In 1922 when the great cult of the Seaside for Holidays was finally established and the coast of Devon and Cornwall was no longer thought too hot in the summer, Arthur Angmering found his vast inconvenient late Georgian house unsaleable, but he got a good price for the odd bit of property acquired by the seafaring Captain Roger.
The sturdy house was added to and embellished. A concrete causeway was laid down from the mainland to the island. 'Walks' and 'Nooks' were cut and devised all round the island.
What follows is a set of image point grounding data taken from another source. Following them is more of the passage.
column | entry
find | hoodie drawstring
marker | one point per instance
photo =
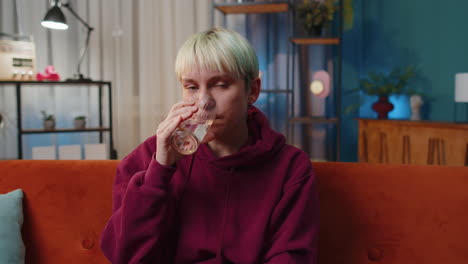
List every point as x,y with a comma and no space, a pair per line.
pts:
219,253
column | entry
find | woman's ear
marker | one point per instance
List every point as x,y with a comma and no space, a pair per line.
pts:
254,91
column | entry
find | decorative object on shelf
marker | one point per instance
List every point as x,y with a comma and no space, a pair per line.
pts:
17,58
49,74
79,122
55,19
383,85
313,15
416,102
48,120
461,90
382,107
320,85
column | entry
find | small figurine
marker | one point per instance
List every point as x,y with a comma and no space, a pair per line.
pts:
49,75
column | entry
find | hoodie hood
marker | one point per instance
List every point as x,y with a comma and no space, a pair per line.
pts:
263,143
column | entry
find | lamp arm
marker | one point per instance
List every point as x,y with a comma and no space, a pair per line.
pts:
68,6
85,47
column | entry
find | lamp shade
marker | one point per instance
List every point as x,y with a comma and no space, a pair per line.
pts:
461,87
55,18
320,85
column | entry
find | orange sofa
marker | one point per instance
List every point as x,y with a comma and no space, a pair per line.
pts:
369,212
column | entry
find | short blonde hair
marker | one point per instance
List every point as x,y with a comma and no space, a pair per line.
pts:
218,49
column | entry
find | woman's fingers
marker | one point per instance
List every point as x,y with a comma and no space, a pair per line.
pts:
168,126
208,137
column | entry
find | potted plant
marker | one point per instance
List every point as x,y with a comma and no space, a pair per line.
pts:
313,15
79,122
383,85
48,120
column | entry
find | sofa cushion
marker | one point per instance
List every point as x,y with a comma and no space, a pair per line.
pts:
11,219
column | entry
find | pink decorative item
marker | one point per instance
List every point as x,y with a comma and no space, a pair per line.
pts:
320,85
49,74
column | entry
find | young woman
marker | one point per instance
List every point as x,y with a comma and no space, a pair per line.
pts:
244,196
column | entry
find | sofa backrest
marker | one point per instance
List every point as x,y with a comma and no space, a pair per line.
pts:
369,212
392,213
66,205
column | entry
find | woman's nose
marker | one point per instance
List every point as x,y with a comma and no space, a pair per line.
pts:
206,102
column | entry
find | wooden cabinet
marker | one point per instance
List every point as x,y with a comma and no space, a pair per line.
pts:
413,142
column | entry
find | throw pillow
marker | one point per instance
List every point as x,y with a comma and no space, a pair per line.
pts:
12,249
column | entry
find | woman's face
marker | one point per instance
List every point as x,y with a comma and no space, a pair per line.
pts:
229,95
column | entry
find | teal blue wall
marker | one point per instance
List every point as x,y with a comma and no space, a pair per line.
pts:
432,35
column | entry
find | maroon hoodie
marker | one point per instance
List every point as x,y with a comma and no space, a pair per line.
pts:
256,206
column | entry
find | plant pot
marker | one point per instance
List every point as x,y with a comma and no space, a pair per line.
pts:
315,31
382,107
49,124
79,123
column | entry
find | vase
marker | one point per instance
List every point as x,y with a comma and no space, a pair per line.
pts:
49,124
79,123
382,107
416,103
314,31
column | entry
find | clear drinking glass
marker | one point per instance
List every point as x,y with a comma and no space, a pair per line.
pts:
190,133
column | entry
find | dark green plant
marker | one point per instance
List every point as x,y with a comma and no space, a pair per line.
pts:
46,116
312,14
386,84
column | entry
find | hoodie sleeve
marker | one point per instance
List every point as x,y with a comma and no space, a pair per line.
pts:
294,224
142,213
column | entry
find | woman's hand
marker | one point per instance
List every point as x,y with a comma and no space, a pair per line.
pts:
165,153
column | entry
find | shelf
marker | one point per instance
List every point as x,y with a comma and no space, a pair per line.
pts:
314,120
54,83
64,130
250,8
276,91
316,41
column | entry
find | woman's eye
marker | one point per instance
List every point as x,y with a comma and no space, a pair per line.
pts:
223,85
191,87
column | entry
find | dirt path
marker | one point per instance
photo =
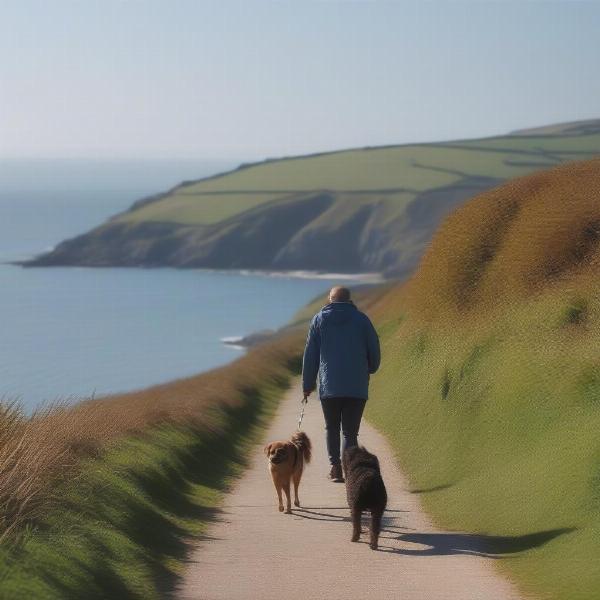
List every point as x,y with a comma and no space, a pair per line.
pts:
253,552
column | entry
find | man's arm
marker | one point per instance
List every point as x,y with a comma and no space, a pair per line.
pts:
373,350
312,355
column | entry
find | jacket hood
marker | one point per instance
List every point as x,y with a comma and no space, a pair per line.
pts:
338,312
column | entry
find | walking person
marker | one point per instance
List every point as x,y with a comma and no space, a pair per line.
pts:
342,348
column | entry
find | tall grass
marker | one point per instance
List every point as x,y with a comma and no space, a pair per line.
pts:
490,384
39,452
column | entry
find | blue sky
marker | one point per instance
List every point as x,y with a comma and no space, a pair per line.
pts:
253,79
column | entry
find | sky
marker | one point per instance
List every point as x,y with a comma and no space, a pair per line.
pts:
252,79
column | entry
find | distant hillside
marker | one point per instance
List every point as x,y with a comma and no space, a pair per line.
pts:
537,231
489,390
362,210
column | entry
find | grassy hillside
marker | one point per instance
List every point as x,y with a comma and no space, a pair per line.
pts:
371,209
490,387
99,500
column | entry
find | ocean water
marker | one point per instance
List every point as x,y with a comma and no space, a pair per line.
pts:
69,333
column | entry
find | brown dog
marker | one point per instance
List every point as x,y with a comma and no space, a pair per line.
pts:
286,463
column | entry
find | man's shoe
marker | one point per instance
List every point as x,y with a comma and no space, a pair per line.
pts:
336,474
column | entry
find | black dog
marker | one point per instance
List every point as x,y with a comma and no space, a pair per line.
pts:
365,490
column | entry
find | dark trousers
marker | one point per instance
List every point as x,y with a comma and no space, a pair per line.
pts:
344,413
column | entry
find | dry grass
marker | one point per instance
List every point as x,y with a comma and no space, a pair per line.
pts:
38,450
514,241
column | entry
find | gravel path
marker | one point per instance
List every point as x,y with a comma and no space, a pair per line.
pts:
253,552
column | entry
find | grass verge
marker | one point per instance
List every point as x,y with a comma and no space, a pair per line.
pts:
496,422
120,527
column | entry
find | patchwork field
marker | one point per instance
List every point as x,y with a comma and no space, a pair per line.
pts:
359,210
490,392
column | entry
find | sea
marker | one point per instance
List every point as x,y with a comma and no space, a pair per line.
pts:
72,333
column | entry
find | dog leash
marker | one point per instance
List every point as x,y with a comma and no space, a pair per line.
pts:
303,403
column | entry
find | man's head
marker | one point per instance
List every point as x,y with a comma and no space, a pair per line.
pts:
339,294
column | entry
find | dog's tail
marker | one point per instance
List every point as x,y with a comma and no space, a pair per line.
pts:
300,439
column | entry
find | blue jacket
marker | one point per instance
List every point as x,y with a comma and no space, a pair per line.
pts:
343,349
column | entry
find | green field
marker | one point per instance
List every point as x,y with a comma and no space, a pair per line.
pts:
413,168
358,210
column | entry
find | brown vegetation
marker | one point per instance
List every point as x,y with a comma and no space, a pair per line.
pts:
537,231
36,450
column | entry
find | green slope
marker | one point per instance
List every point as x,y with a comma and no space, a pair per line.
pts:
371,209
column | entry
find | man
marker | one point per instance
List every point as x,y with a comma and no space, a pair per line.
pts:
343,349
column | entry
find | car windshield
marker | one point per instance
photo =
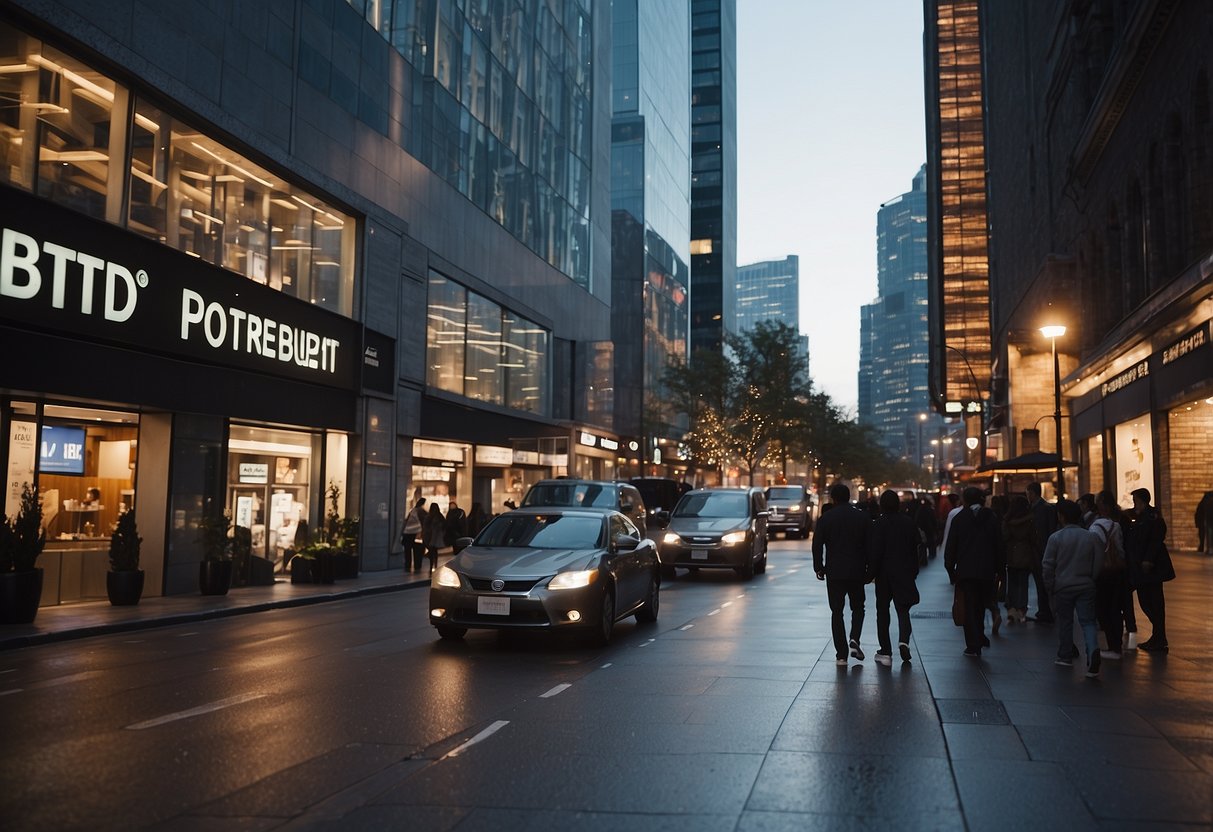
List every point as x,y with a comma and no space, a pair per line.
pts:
544,531
591,495
712,505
There were two tennis courts, sun-terraces leading down to a little bay embellished with rafts and diving boards. The Jolly Roger Hotel, Smugglers' Island, Leathercombe Bay, came triumphantly into being. And from June till September (with a short season at Easter) the Jolly Roger Hotel was usually packed to the attics. It was enlarged and improved in 1934 by the addition of a cocktail bar, a bigger dining-room and some extra bathrooms. The prices went up.